A team faces a decision. They have a goal in mind but there are two approaches and no easy way to determine which is best. They pick a path and start building. In the end, the approach they took doesn’t work. They have not met their goal and wasted a bunch of time and resources in the process. The team has failed. Or have they?

There are two ways to fail and the consequences are orders of magnitude apart.

If you fail because you built something poorly, then yours is an abject failure. The only thing to learn from such a failure is that the team in question was ineffective. This is operationally valuable but not strategic. If the goal is still important a new team will have to start from step one. They will face the same decision as the previous team and have no better ability to choose a path.
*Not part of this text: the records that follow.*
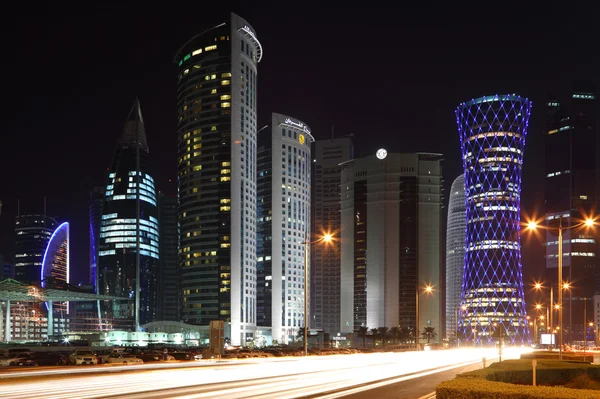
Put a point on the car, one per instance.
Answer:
(12, 360)
(83, 356)
(123, 358)
(42, 359)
But if you execute to a level of quality that makes it unlikely that another team, even with more time and effort, could succeed, then yours is a convincing failure. This kind of failure is strategically valuable because we can now eliminate an entire development path from consideration. That means subsequent work is dramatically more likely to succeed. A convincing success is unquestionably the goal of every effort, but a convincing failure should be a close second.

If you punish all failure then who will take any risks? But if you reward failure then what is the point of succeeding at all? The key to this conundrum is to focus on the magnitude of failure as much as we focus on the magnitude of success. We tend to agonize over the risk of executing something poorly but the much bigger risk is building the wrong thing to begin with. In that light it is easy to see that a convincing failure is actually a great success.